TSK’ya tarihsel süreç açısından baktığımızda, orduya birçok eleştiri yapmak olanaklıdır. Bu çerçevede, 12 Eylül darbesini gerçekleştiren Kenan Evren ve diğer komutanların yargılanması da son derece önemlidir. Darbe yapıp yapmadığı belli olmayan, hatta şu ana kadar çıkan bulgulara göre, darbe planları yaptıkları oldukça kuşkulu olan komutanlar yargılanacağına, öncelikle darbe yaptığı kanıtlanmış 12 Eylül darbecileri yargılanmalıdır.
Ancak 12 Eylül darbecileri, sol siyaseti silindir gibi ezip geçerken, dincilere ve anti-laik odaklara taviz vererek Türkiye’yi 300 yıl geriye götürdükleri, bugünkü AKP iktidarının da yolunu açmış oldukları için, belki bu durumdan, usul yerini bulsun, dostlar alışverişte görünsün diye, evlerinde veya hastanelerde ifade vererek kurtulurlar.

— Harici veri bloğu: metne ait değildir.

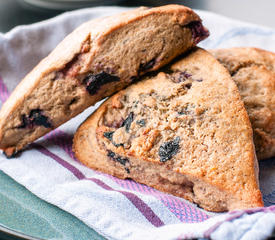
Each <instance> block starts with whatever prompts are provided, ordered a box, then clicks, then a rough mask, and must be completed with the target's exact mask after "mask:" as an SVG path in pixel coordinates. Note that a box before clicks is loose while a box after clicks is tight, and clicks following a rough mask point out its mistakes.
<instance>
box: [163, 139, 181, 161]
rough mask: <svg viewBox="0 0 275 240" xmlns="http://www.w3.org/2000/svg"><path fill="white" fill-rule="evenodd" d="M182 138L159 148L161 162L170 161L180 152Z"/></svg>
mask: <svg viewBox="0 0 275 240" xmlns="http://www.w3.org/2000/svg"><path fill="white" fill-rule="evenodd" d="M179 142H180V137H176V138H175V139H174V140H172V141H169V142H165V143H163V144H161V146H160V148H159V157H160V161H161V162H166V161H168V160H170V159H171V158H172V157H173V156H174V155H176V154H177V152H178V150H179Z"/></svg>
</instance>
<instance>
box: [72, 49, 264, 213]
mask: <svg viewBox="0 0 275 240" xmlns="http://www.w3.org/2000/svg"><path fill="white" fill-rule="evenodd" d="M202 59H203V60H202ZM189 61H190V62H193V63H191V65H192V64H193V70H194V69H196V68H198V65H197V64H198V62H200V64H201V63H204V64H205V65H207V66H210V68H211V70H213V71H217V72H218V73H215V74H216V80H217V82H219V84H217V86H216V87H213V89H212V93H213V92H214V95H215V94H219V97H221V95H220V94H221V93H226V92H227V91H231V93H230V94H229V95H228V96H226V97H227V98H226V100H227V101H228V102H230V101H233V103H235V104H232V105H231V106H230V108H229V107H228V106H227V107H226V104H227V103H225V102H223V104H225V105H223V106H222V107H223V108H224V109H225V111H226V113H227V114H228V116H227V118H228V119H225V121H224V120H222V121H221V123H222V124H223V125H222V126H220V127H227V125H226V120H230V121H231V120H232V121H233V122H234V121H235V122H236V123H239V124H240V125H238V126H234V125H232V126H230V129H229V130H228V129H225V130H218V129H217V131H220V133H219V134H217V136H216V138H217V139H218V142H217V149H216V150H219V151H220V152H219V151H218V152H217V153H216V154H215V153H213V151H212V150H214V152H215V149H214V148H213V147H214V145H215V144H214V142H212V143H210V144H209V143H207V142H205V144H206V145H207V144H208V145H207V146H208V147H209V148H210V149H211V151H210V152H211V154H212V153H213V155H211V157H212V158H211V159H210V157H208V156H204V155H203V154H200V155H198V156H196V155H192V151H191V150H190V152H189V149H194V151H196V149H197V150H198V152H200V148H201V147H203V146H202V145H190V146H189V149H188V148H183V146H188V144H189V143H188V140H186V139H185V138H184V137H185V136H184V135H183V134H180V132H177V131H175V133H174V134H175V136H179V138H181V139H182V140H180V146H181V148H182V149H180V150H178V152H180V151H182V152H185V153H184V154H187V155H186V156H185V158H182V159H179V157H178V158H177V154H179V153H177V151H175V152H171V151H170V153H172V154H170V155H171V156H169V157H168V158H167V159H164V160H165V161H164V162H161V161H160V156H159V153H157V152H156V151H155V152H154V153H155V155H154V156H153V157H150V153H151V149H150V147H149V148H148V149H147V150H146V151H147V152H148V151H149V153H148V154H147V152H146V151H142V150H141V151H139V149H138V148H140V149H143V150H145V149H146V148H147V147H148V145H150V143H149V144H148V141H150V140H148V139H150V138H151V137H152V136H153V135H154V134H152V135H150V136H147V137H146V136H144V138H143V140H142V138H141V140H140V141H139V143H140V147H138V148H135V149H132V148H131V147H130V149H125V148H122V147H121V146H118V147H116V146H113V145H114V142H111V141H109V142H108V139H106V136H105V137H104V136H103V133H102V131H109V130H110V129H111V130H114V129H116V128H117V127H118V126H123V124H122V125H121V123H120V124H119V123H115V124H114V126H112V125H110V124H109V123H108V124H107V125H108V126H107V127H106V123H107V122H108V121H107V122H106V119H107V117H106V118H105V117H104V116H105V113H106V112H108V111H109V110H108V109H109V108H110V109H113V110H112V111H114V114H115V113H117V112H116V111H115V110H114V109H115V108H119V107H120V106H119V104H118V103H117V98H119V95H121V96H122V98H123V96H124V95H125V96H126V95H127V94H128V96H130V95H134V94H137V93H139V92H142V93H143V91H145V92H146V91H148V89H151V88H154V87H155V88H159V85H158V84H157V83H158V82H160V83H162V84H163V85H165V81H164V80H163V81H164V82H162V81H161V80H160V78H164V76H165V75H166V73H159V74H158V75H157V77H153V79H154V78H159V79H158V80H157V81H156V80H155V81H154V80H152V79H148V80H143V81H142V82H140V83H138V84H136V85H133V86H130V87H128V88H127V89H125V90H123V91H121V92H120V93H117V94H116V95H114V96H112V97H111V98H110V99H108V100H107V101H106V102H105V103H103V105H101V107H99V108H98V109H97V110H96V112H95V113H93V114H92V115H91V116H90V117H89V118H88V119H87V120H86V121H85V122H84V123H83V124H82V125H81V126H80V127H79V129H78V130H77V132H76V134H75V137H74V143H73V150H74V152H75V155H76V157H77V158H78V159H79V160H80V161H81V162H82V163H84V164H85V165H87V166H89V167H91V168H93V169H95V170H99V171H103V172H105V173H108V174H111V175H114V176H116V177H119V178H123V179H124V178H132V179H133V180H136V181H137V182H140V183H144V184H147V185H149V186H151V187H155V188H157V189H159V190H161V191H164V192H167V193H170V194H173V195H176V196H179V197H184V198H186V199H187V200H190V201H193V202H195V203H197V204H198V205H199V206H201V207H203V208H204V209H206V210H209V211H217V212H219V211H226V210H234V209H243V208H250V207H261V206H263V202H262V197H261V192H260V190H259V186H258V164H257V161H256V156H255V151H254V145H253V141H252V129H251V125H250V122H249V119H248V116H247V113H246V111H245V109H244V106H243V103H242V101H241V100H240V96H239V93H238V90H237V87H236V85H235V84H234V82H233V81H232V80H231V79H230V76H229V75H228V73H227V71H226V69H224V68H223V67H222V66H221V65H220V64H219V63H218V62H217V61H216V60H215V59H214V58H213V57H212V56H211V55H210V54H208V53H206V52H205V51H204V50H196V51H195V52H194V53H192V54H190V56H187V58H184V59H182V60H180V61H179V62H177V63H176V64H175V65H173V66H172V68H173V69H174V71H175V70H176V69H181V70H182V68H185V67H184V66H187V67H186V68H187V70H188V65H189V66H190V64H188V63H190V62H189ZM200 66H202V65H200ZM208 70H209V69H208ZM190 71H191V72H192V69H191V68H190ZM194 71H195V70H194ZM168 74H169V73H168ZM218 74H219V76H220V77H219V78H221V79H222V80H220V79H219V78H217V75H218ZM214 76H215V75H214ZM195 81H196V82H195V83H193V86H192V87H191V90H192V88H193V87H194V89H195V90H196V91H198V90H199V87H198V84H200V83H201V82H203V81H204V80H203V81H201V79H200V78H196V77H195ZM206 81H207V80H206ZM213 81H215V79H214V80H213ZM213 81H212V84H213V85H215V83H214V82H213ZM154 83H155V86H153V85H154ZM208 84H210V86H211V82H209V83H208ZM169 85H170V84H168V85H167V84H166V85H165V86H164V88H163V89H162V90H159V92H162V91H163V92H165V88H167V89H168V90H167V91H168V92H169V91H170V90H171V89H172V87H171V89H170V90H169ZM171 85H172V84H171ZM219 86H223V89H222V90H220V89H218V87H219ZM204 87H205V86H204ZM227 88H228V89H229V90H227ZM200 89H201V90H202V88H200ZM195 90H192V91H195ZM188 91H190V90H188ZM198 92H200V91H198ZM124 93H125V94H124ZM166 93H167V92H166ZM201 93H205V94H207V91H206V92H205V91H204V90H202V92H200V94H201ZM192 94H196V93H195V92H193V93H192ZM198 94H199V93H198ZM208 94H211V91H210V90H209V92H208ZM187 95H188V94H187ZM187 95H186V96H187ZM196 97H197V98H200V99H203V98H204V96H198V95H196ZM219 97H218V98H217V99H216V101H219ZM126 98H127V99H128V98H129V97H126ZM206 98H207V97H206ZM188 99H189V100H190V99H194V97H193V98H191V96H190V98H188ZM212 100H213V99H212ZM190 101H191V100H190ZM196 101H198V102H199V101H201V100H196ZM150 102H151V100H150V101H149V102H148V101H146V103H145V104H150ZM211 103H212V102H211ZM122 105H123V101H122ZM180 105H182V103H181V104H180ZM213 105H214V107H213V109H216V108H217V107H218V105H217V103H215V101H214V102H213ZM205 106H208V105H207V104H206V105H205ZM126 107H127V108H130V109H132V108H131V105H127V106H126ZM110 111H111V110H110ZM129 111H130V110H127V112H128V114H129ZM148 111H150V110H149V109H148ZM196 111H197V112H201V109H200V108H198V109H196ZM211 111H212V110H211ZM215 111H216V110H215ZM152 112H153V111H152ZM149 114H150V113H149ZM199 114H200V113H199ZM217 114H218V113H217ZM126 115H127V114H126ZM171 115H172V113H171V112H169V116H171ZM106 116H107V115H106ZM111 116H112V115H110V117H111ZM116 116H117V114H116ZM138 117H139V116H136V118H134V121H137V120H140V119H139V118H138ZM184 117H185V116H184ZM235 118H236V119H235ZM103 119H105V120H104V121H105V122H106V123H105V124H103ZM124 119H125V116H124ZM234 119H235V120H234ZM148 121H151V122H150V124H153V122H154V121H153V120H152V119H150V120H148ZM155 122H156V123H157V122H158V121H157V119H156V121H155ZM132 124H136V123H132ZM132 127H133V128H134V127H135V125H133V126H132ZM170 127H172V126H170ZM121 128H124V130H123V131H125V132H126V131H127V129H126V126H125V124H124V126H123V127H120V128H118V129H117V130H115V131H118V130H120V129H121ZM149 128H150V129H149ZM104 129H105V130H104ZM130 129H131V128H130ZM148 129H149V132H156V131H159V132H160V136H161V137H163V139H164V138H165V135H163V134H166V132H165V131H164V130H163V131H162V132H161V130H160V129H159V127H152V126H151V125H150V127H149V126H148ZM148 129H144V133H145V134H147V132H148ZM210 129H211V128H210ZM183 130H184V129H183ZM183 130H181V131H183ZM131 131H132V130H130V132H131ZM184 131H185V130H184ZM230 131H234V134H236V138H234V139H233V142H234V143H231V145H228V146H227V148H228V150H229V152H228V153H226V151H225V150H226V149H225V147H226V146H225V147H223V148H224V149H223V148H221V149H219V147H221V146H223V145H222V144H221V142H220V141H222V140H229V139H228V138H227V137H226V135H229V136H233V135H234V134H231V132H230ZM239 131H241V132H240V133H239ZM171 132H173V131H171ZM181 133H182V132H181ZM132 134H133V136H134V135H135V136H139V135H138V134H137V133H136V132H134V133H132ZM201 134H202V135H203V134H206V136H208V133H205V132H201ZM120 135H121V134H120ZM122 135H123V134H122ZM175 136H174V138H173V139H174V142H175V139H176V138H175ZM107 137H108V136H107ZM113 137H114V135H113ZM117 139H119V138H118V137H116V139H115V141H117ZM130 139H132V138H131V137H130ZM155 139H156V138H155ZM168 139H170V140H172V139H171V138H168ZM206 139H207V138H206ZM131 141H132V142H134V140H131ZM166 141H167V140H166ZM192 141H193V139H192V138H190V144H191V143H192ZM213 141H214V140H213ZM177 142H178V140H176V143H175V144H177ZM117 143H118V142H117ZM157 144H159V143H158V142H157V143H156V145H157ZM234 144H236V145H234ZM238 144H239V145H238ZM233 145H234V146H233ZM135 146H138V145H135ZM157 146H160V145H157ZM162 146H163V145H162ZM109 149H110V151H107V150H109ZM167 151H169V149H168V150H167ZM230 151H231V152H230ZM143 153H145V154H143ZM200 153H203V152H200ZM146 154H147V155H146ZM180 154H181V153H180ZM188 154H190V155H188ZM148 156H149V157H148ZM178 156H183V155H178ZM176 158H177V159H176ZM189 158H191V159H189ZM200 158H201V159H200ZM192 161H193V162H192ZM235 161H236V163H235ZM191 162H192V163H191ZM180 164H182V165H180ZM200 164H202V165H201V166H200ZM231 167H232V169H230V168H231ZM226 169H228V170H226ZM224 171H225V172H224ZM227 171H228V172H227Z"/></svg>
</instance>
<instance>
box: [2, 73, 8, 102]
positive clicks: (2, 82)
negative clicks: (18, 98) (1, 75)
mask: <svg viewBox="0 0 275 240" xmlns="http://www.w3.org/2000/svg"><path fill="white" fill-rule="evenodd" d="M9 95H10V94H9V91H8V88H7V86H6V85H5V83H4V81H3V79H2V77H1V76H0V100H1V102H2V103H4V102H5V101H6V100H7V99H8V97H9Z"/></svg>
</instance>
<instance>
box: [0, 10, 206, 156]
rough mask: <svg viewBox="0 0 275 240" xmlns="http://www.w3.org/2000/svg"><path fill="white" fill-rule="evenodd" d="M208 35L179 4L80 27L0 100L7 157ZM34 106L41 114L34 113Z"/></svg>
mask: <svg viewBox="0 0 275 240" xmlns="http://www.w3.org/2000/svg"><path fill="white" fill-rule="evenodd" d="M207 36H208V31H207V29H205V28H204V27H203V26H202V23H201V19H200V18H199V16H198V15H197V14H195V13H194V12H193V11H192V10H191V9H189V8H187V7H184V6H181V5H167V6H163V7H157V8H151V9H147V8H139V9H136V10H132V11H129V12H125V13H121V14H118V15H115V16H111V17H105V18H101V19H96V20H92V21H90V22H87V23H85V24H83V25H81V26H80V27H79V28H77V29H76V30H75V31H74V32H73V33H71V34H70V35H69V36H67V37H66V38H65V39H64V40H63V41H62V42H61V43H60V44H59V45H58V46H57V47H56V49H55V50H54V51H53V52H52V53H51V54H50V55H49V56H48V57H46V58H45V59H43V60H42V61H41V62H40V63H39V64H38V65H37V66H36V67H35V68H34V69H33V70H32V71H31V72H30V73H29V74H28V75H27V76H26V77H25V78H24V79H23V80H22V82H21V83H20V84H19V85H18V86H17V88H16V89H15V90H14V92H13V93H12V95H11V96H10V98H9V99H8V100H7V101H6V103H5V104H4V105H3V108H2V110H1V112H0V148H1V149H3V150H4V151H5V152H6V154H7V155H12V154H13V153H14V152H16V151H19V150H20V149H22V148H23V147H24V146H26V145H27V144H29V143H31V142H32V141H34V140H35V139H37V138H39V137H41V136H43V135H44V134H46V133H47V132H49V131H51V130H52V129H54V128H56V127H58V126H59V125H61V124H62V123H64V122H66V121H68V120H69V119H71V118H72V117H74V116H76V115H77V114H79V113H80V112H82V111H83V110H84V109H86V108H87V107H89V106H91V105H93V104H95V103H96V102H97V101H99V100H101V99H103V98H105V97H107V96H110V95H112V94H113V93H115V92H116V91H119V90H121V89H122V88H124V87H125V86H127V85H129V84H131V83H132V82H133V81H137V80H138V79H139V77H140V76H141V75H143V74H145V73H146V72H149V71H154V70H157V69H158V68H160V67H161V66H163V65H165V64H167V63H168V62H170V61H171V60H172V59H173V58H175V57H176V56H178V55H180V54H182V53H184V52H186V51H187V50H188V49H190V48H191V47H193V46H195V45H196V44H197V43H198V42H199V41H201V40H203V39H204V38H206V37H207ZM42 47H43V46H42ZM37 110H39V113H38V112H37V113H36V115H37V114H40V115H39V116H34V117H32V116H31V115H32V113H34V112H35V111H37ZM127 126H128V125H127Z"/></svg>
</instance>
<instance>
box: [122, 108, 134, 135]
mask: <svg viewBox="0 0 275 240" xmlns="http://www.w3.org/2000/svg"><path fill="white" fill-rule="evenodd" d="M133 120H134V113H133V112H130V113H129V115H128V117H127V118H126V119H125V120H124V122H123V123H122V127H124V126H125V129H126V132H129V130H130V127H131V124H132V122H133Z"/></svg>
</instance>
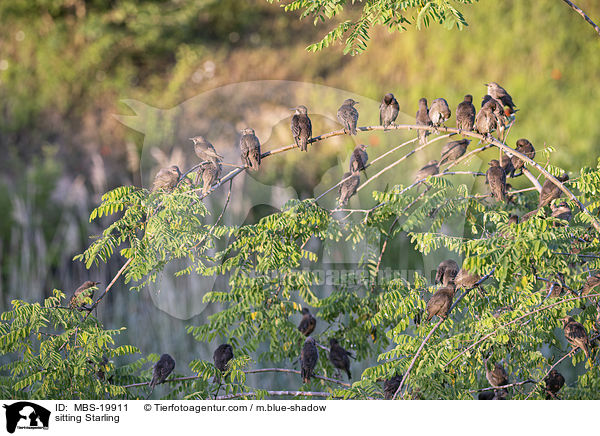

2000’li yılların TSK’sına yeniden dönecek olursak: Sonuçta Türkiye, Avrupa’nın ortasında, İsviçre gibi, güvenlik içinde varlığını sürdüren bir ülke değildir. Aksine, dünyanın en belalı bölgelerinden birisi olan Orta Doğu’da yer alan, özellikle doğusunda ve güneyinde, hala dikta yönetimleri ile çevrilmiş olan, kendi içinde de hala büyük çaplı bir terör ile mücadele eden bir ülkedir. Sonuçta bu ülkenin güvenliğini sağlayacak olan da yine ordudur. Ordunun içinde demokratik olgunluk açısından “kelek karpuzlar” varsa bunlar elbette ayıklanmalıdır; her şeyden önce bunu ordunun kendisi de yapmalıdır. Ancak sonuçta bu ordu bizim ordumuzdur; başımıza dışarıdan veya içeriden ciddi bir iş geldiğinde, bizim güvenliğimiz için, bu vatan için, bu toplum için onlar canlarını ortaya koyacaklardır, onlar cesurca bu vatan için savaşacaklardır; bizler rahat edelim diye, onlar canlarını feda etmeyi göze alacaklardır.
Ordunun laiklik konusundaki hassasiyeti nedeniyle onu itibarsızlaştırmaya ve ezmeye çalışanlar ise, emin olun ki, ciddi bir güvenlik sorunu yaşandığında ve/veya vatanın varlığı herhangi bir biçimde tehdit altına girdiğinde, bu ülkeden Suudi Arabistan’a, Bahreyn’e, Birleşik Arap Emirlikleri’ne, Katar’a, İran’a, Pakistan’a, Malezya’ya kaçmanın yollarını arayacaklardır.